Emma Antrobus, ICE North West Director, discusses a recent Atkins debate about what net-zero innovation can do to help power the North.
To both address ongoing inequalities in the North and progress effectively towards the UK’s net-zero targets, a holistic plan that examines infrastructure needs is required.
That was the consensus from politicians, economists, think tanks, senior industry experts and civil society representatives at an Atkins event held earlier this month. The event formed part of Atkins’ Covid-19 ‘Road to Recovery’ series and seeks to step up the debate on what’s needed to rebuild and rebalance the Northern Powerhouse.
As ICE continues to examine what 'levelling up' should mean for infrastructure, alongside our State of the Nation 2020 call for Government to deliver an integrated plan for transitioning the UK’s economic infrastructure networks to net-zero, we were ideally placed to participate and lend our voice to this important debate around net-zero innovation, particularly in the North, and the solutions required.
Many of the Northern cities like Manchester, have already adopted even more challenging net-zero targets than the national ones. The devolved powers on transport gives a great opportunity to decarbonise transport on a more localised basis focusing on developing the active travel networks. This can pave the way for national policy to legislate on the strategic networks.
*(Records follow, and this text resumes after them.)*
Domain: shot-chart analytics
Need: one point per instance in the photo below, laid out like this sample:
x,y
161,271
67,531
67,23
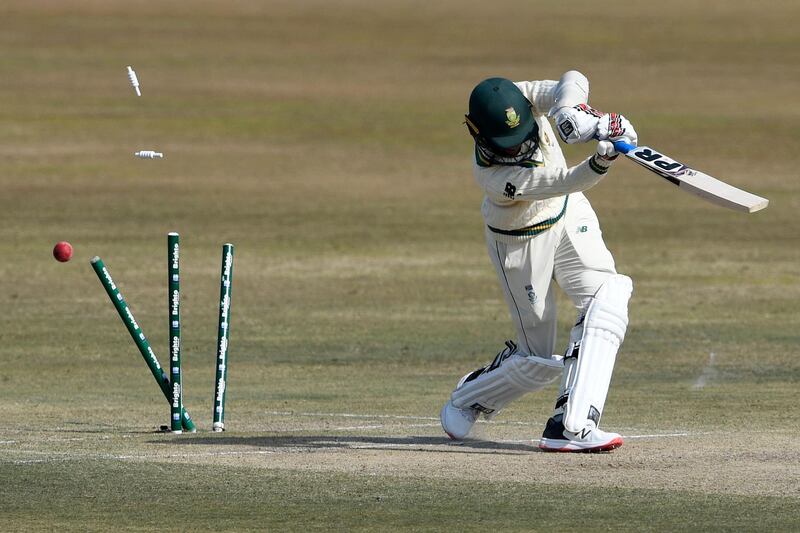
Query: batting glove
x,y
615,127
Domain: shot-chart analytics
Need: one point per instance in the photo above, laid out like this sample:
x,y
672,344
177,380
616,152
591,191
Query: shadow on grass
x,y
416,443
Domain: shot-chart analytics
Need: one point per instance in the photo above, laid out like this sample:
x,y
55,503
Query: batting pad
x,y
604,328
496,386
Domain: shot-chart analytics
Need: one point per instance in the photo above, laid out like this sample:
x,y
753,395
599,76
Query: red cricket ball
x,y
62,251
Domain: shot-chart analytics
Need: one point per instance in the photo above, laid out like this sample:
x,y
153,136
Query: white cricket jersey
x,y
524,199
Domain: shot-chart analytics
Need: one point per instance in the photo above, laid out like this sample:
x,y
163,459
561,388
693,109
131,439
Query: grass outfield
x,y
328,145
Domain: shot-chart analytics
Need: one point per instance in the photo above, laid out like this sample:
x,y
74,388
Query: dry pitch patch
x,y
407,446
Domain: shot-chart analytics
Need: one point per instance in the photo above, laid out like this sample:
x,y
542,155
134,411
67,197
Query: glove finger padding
x,y
577,124
615,127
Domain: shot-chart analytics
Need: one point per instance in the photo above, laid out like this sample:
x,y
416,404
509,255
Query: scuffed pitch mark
x,y
708,374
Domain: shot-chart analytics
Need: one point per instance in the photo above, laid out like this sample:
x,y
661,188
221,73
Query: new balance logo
x,y
482,409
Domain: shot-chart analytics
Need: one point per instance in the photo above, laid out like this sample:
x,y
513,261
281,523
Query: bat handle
x,y
622,146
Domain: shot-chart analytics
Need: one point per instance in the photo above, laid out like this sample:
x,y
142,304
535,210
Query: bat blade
x,y
692,181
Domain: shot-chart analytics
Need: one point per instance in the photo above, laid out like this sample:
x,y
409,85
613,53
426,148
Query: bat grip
x,y
622,146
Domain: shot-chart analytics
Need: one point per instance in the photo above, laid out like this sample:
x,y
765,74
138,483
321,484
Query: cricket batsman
x,y
541,231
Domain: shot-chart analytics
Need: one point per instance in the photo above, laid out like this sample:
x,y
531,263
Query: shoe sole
x,y
441,420
549,445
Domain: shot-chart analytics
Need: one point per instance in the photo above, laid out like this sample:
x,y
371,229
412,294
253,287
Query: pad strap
x,y
506,378
588,376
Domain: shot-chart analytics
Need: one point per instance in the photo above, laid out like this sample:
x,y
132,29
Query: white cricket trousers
x,y
571,253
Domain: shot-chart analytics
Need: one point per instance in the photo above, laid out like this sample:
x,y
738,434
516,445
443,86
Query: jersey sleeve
x,y
540,93
539,183
548,96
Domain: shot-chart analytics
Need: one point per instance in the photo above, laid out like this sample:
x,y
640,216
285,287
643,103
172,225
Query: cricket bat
x,y
692,181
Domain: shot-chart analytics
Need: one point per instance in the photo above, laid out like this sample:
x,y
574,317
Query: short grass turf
x,y
326,142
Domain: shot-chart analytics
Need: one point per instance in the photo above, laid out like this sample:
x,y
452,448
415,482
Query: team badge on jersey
x,y
513,118
532,297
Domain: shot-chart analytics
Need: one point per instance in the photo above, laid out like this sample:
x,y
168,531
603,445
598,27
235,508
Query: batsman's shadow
x,y
319,442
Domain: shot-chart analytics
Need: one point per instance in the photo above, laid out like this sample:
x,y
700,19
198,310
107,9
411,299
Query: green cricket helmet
x,y
500,117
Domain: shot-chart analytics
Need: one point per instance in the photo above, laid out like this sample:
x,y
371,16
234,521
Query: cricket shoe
x,y
457,422
556,438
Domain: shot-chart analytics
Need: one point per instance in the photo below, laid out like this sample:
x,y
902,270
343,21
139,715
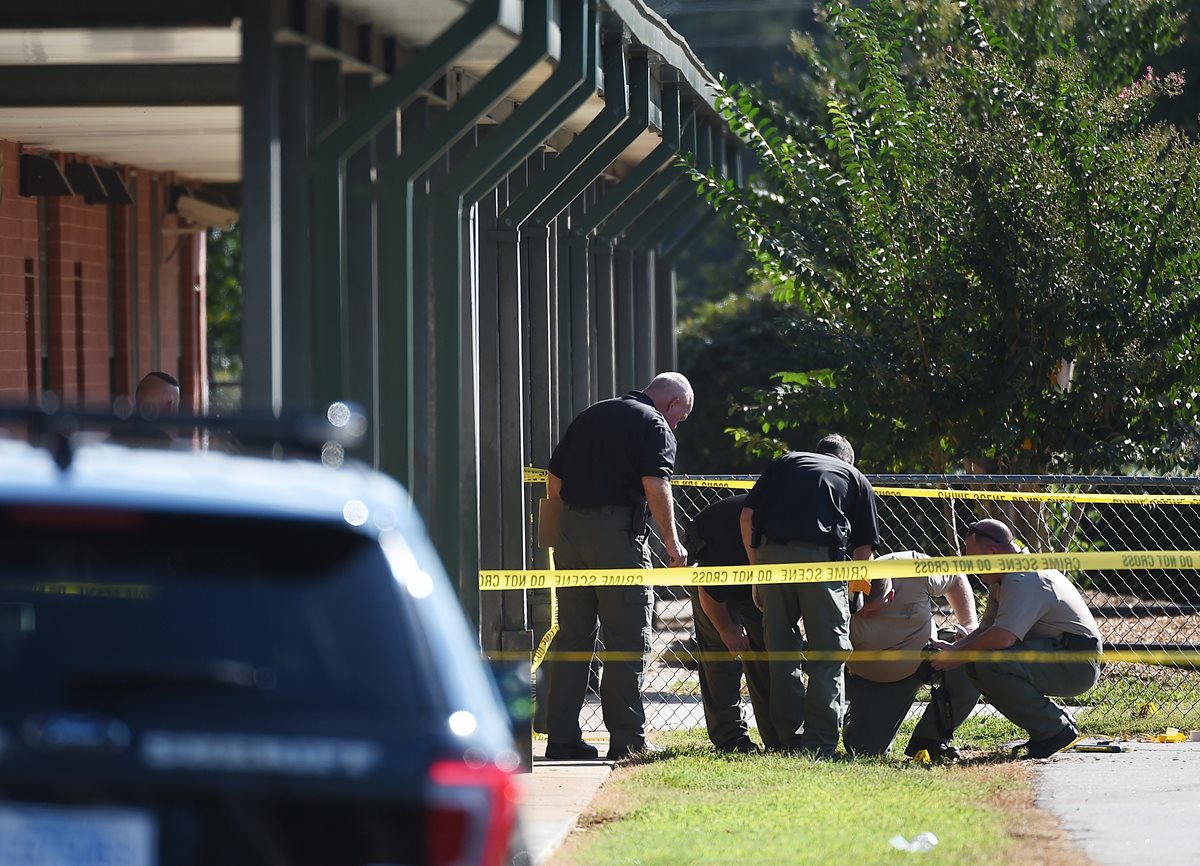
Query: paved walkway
x,y
556,793
1134,809
1137,807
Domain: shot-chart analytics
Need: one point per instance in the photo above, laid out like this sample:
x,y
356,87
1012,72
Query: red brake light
x,y
472,816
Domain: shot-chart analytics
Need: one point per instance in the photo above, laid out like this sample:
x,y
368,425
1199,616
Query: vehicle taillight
x,y
473,810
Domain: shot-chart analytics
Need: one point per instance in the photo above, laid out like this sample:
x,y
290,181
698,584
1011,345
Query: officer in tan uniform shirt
x,y
1038,611
881,692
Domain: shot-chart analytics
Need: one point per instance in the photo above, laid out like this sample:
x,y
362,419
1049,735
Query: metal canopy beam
x,y
72,85
641,173
580,73
39,14
682,198
595,133
636,121
682,238
616,224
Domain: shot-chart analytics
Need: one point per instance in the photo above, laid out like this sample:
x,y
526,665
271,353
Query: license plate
x,y
54,836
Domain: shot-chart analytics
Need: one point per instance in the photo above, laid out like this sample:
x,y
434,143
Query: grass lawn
x,y
691,805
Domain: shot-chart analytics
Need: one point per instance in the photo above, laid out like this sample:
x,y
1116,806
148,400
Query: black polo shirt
x,y
807,497
715,539
610,447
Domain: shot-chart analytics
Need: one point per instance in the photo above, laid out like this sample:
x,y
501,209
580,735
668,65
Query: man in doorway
x,y
157,395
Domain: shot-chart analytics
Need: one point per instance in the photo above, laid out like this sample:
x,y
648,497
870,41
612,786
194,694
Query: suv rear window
x,y
129,609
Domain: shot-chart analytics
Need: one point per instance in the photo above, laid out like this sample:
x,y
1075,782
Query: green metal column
x,y
643,316
606,324
297,98
455,529
666,355
361,278
262,192
334,146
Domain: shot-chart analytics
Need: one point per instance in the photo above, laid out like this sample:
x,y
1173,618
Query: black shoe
x,y
743,745
571,751
1044,749
940,751
633,751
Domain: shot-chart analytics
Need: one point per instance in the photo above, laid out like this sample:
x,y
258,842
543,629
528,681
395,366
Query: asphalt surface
x,y
1140,807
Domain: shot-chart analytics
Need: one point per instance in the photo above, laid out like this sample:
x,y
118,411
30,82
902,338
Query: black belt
x,y
601,509
1084,643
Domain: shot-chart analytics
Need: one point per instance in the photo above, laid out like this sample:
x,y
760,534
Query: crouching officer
x,y
727,620
1038,611
881,692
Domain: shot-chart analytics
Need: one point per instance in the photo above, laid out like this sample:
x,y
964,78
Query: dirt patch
x,y
1037,837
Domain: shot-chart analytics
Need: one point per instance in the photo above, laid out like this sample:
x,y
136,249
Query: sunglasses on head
x,y
975,529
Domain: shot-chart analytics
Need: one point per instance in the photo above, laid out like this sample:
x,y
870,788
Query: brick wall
x,y
123,289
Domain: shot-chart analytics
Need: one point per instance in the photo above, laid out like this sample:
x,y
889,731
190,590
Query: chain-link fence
x,y
1135,609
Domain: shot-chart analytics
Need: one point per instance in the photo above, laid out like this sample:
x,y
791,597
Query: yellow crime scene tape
x,y
1180,657
534,475
825,572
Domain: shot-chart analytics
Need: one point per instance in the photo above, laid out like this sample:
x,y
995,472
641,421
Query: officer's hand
x,y
736,641
873,606
941,662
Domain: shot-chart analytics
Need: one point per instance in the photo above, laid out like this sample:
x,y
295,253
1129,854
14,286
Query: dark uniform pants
x,y
808,719
600,540
720,681
876,710
1019,690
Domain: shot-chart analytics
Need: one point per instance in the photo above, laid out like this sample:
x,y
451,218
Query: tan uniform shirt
x,y
1038,605
905,624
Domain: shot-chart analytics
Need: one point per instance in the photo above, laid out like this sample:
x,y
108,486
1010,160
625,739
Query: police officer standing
x,y
810,507
615,461
726,620
1038,611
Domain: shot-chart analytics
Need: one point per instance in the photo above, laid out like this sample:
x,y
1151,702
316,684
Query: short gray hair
x,y
837,445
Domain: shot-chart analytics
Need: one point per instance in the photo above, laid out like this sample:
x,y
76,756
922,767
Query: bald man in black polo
x,y
615,461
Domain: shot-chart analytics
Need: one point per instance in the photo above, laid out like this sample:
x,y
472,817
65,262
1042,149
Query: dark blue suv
x,y
211,659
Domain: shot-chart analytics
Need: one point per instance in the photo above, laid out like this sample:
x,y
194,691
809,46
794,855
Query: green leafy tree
x,y
223,310
999,260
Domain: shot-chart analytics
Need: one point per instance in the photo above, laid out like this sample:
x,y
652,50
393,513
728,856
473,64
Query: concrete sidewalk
x,y
1138,807
555,795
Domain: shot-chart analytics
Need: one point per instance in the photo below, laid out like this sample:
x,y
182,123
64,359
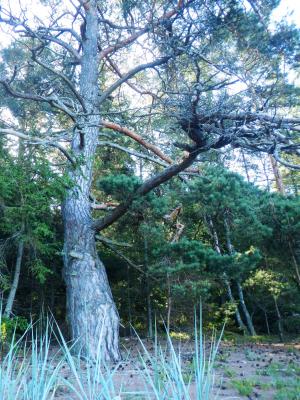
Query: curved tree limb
x,y
145,188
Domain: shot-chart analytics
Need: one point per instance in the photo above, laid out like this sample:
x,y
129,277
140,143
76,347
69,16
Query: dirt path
x,y
249,371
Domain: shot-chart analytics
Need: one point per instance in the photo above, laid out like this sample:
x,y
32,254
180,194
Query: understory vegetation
x,y
149,167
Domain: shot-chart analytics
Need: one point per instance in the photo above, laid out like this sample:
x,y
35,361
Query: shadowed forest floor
x,y
242,371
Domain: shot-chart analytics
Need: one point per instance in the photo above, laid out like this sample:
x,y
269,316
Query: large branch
x,y
145,188
39,141
130,74
154,149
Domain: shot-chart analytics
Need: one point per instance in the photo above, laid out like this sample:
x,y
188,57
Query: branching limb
x,y
145,188
130,74
154,149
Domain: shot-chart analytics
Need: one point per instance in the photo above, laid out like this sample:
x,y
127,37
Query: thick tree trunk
x,y
15,283
91,311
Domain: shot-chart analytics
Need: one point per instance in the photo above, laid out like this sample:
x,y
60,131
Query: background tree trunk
x,y
225,278
230,248
15,283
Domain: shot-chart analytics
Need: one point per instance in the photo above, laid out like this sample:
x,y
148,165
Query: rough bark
x,y
92,314
15,283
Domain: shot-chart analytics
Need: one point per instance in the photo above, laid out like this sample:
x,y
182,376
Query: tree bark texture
x,y
91,311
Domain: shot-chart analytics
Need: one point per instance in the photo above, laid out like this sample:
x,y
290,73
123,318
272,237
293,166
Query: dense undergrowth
x,y
32,368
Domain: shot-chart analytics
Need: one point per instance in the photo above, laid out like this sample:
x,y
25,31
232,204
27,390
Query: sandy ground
x,y
235,363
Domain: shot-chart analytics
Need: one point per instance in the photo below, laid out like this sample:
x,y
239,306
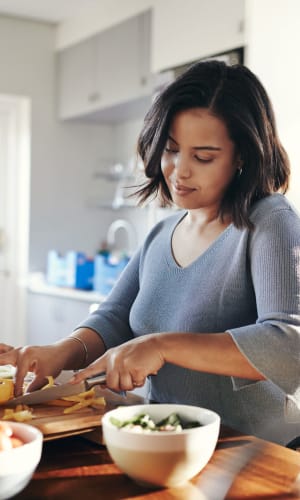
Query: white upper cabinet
x,y
183,32
108,75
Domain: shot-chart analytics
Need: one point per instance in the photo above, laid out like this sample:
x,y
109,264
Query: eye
x,y
171,150
203,160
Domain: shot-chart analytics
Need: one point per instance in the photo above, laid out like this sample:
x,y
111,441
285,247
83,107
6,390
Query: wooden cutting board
x,y
53,423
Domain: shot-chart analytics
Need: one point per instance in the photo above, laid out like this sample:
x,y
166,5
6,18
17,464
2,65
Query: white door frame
x,y
15,115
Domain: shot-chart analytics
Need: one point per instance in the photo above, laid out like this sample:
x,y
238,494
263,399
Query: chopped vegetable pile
x,y
143,422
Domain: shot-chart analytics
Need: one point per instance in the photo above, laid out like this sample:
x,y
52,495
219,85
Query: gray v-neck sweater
x,y
246,283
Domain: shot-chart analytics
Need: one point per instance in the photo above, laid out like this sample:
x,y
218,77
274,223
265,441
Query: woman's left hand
x,y
127,366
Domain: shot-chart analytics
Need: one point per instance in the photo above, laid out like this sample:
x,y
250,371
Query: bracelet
x,y
86,354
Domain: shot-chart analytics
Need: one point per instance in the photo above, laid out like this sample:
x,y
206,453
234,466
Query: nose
x,y
182,167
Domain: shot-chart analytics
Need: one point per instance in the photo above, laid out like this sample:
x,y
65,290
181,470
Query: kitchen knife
x,y
57,391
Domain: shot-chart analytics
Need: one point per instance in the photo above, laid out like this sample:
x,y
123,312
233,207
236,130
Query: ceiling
x,y
53,11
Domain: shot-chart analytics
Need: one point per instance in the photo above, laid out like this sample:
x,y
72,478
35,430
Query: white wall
x,y
106,14
63,155
273,34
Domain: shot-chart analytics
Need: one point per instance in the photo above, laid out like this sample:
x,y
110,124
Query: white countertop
x,y
37,284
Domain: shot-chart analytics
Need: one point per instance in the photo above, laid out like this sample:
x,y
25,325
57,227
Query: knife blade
x,y
57,391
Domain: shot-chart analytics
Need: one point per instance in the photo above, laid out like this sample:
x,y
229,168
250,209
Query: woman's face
x,y
199,160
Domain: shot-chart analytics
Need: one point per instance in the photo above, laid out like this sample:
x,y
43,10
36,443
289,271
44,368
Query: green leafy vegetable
x,y
144,422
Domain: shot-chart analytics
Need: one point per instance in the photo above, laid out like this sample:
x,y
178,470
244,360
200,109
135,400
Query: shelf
x,y
37,284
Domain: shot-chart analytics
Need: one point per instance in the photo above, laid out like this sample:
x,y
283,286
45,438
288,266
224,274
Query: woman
x,y
208,309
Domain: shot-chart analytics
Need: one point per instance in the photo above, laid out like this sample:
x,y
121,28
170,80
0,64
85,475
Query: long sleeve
x,y
272,344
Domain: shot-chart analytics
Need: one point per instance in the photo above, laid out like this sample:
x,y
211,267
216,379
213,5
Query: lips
x,y
182,190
All of us who participated in the conversation agreed that planning is the key to delivering innovation and change, but that market forces alone cannot make that happen and a new, anticipatory regulatory landscape is needed. This would also require a new approach to funding for innovation that is based on whole systems thinking.
Prioritising greater energy efficiency
Lord Deben, Chairman of the Committee on Climate Change, argued that energy efficiency deserves greater prioritisation, citing that the North has both the highest proportion of hard to heat homes and greater numbers of lower earners but yet, as well as the challenging legacy of heavy industries. ICE’s own insights into Northern Powerhouse Rail identify that over the coming decade, the North is forecasted to experience slower population growth and lower levels of economic growth compared to the rest of England. There is an opportunity to further develop the skills already present in renewable energy sectors to tackle these problems, particularly the off-shore wind power capabilities on both the east and west coasts of the North.
More also needs to be done in order to decarbonise energy and heat networks and reduce emissions using carbon capture and storage whilst developing further negative emissions technologies. As ICE’s Covid-19 White Paper underscored, Covid-19 does not change the long-term drivers for infrastructure development - the population will continue to grow, the need to rapidly decarbonise transport system will remain, as will the need to address regional inequalities across Britain.
We need tried and tested solutions
I argued that the longer we continue without a clear plan, the more industry is inhibited from making significant change. Engineering tends to be very risk averse and so relies on tried and tested solutions, particularly in working with the public sector who require a high level of assurance. This point was echoed by other participants, who called for procurement to become part of the regulation overhaul, so that it is value-based not cost-driven.
Finally, in light of the Government mantra of “build, build, build", it is important that there is a clear, visible pipeline of work for the industry to ensure that companies and projects can be efficient, and plan effectively for the skills that they will require. For the North, we know that lower historic skills attainment has led to lower productivity levels so we need to ensure that we can attract the most capable young people into the industry to allow for that levelling up of the economy.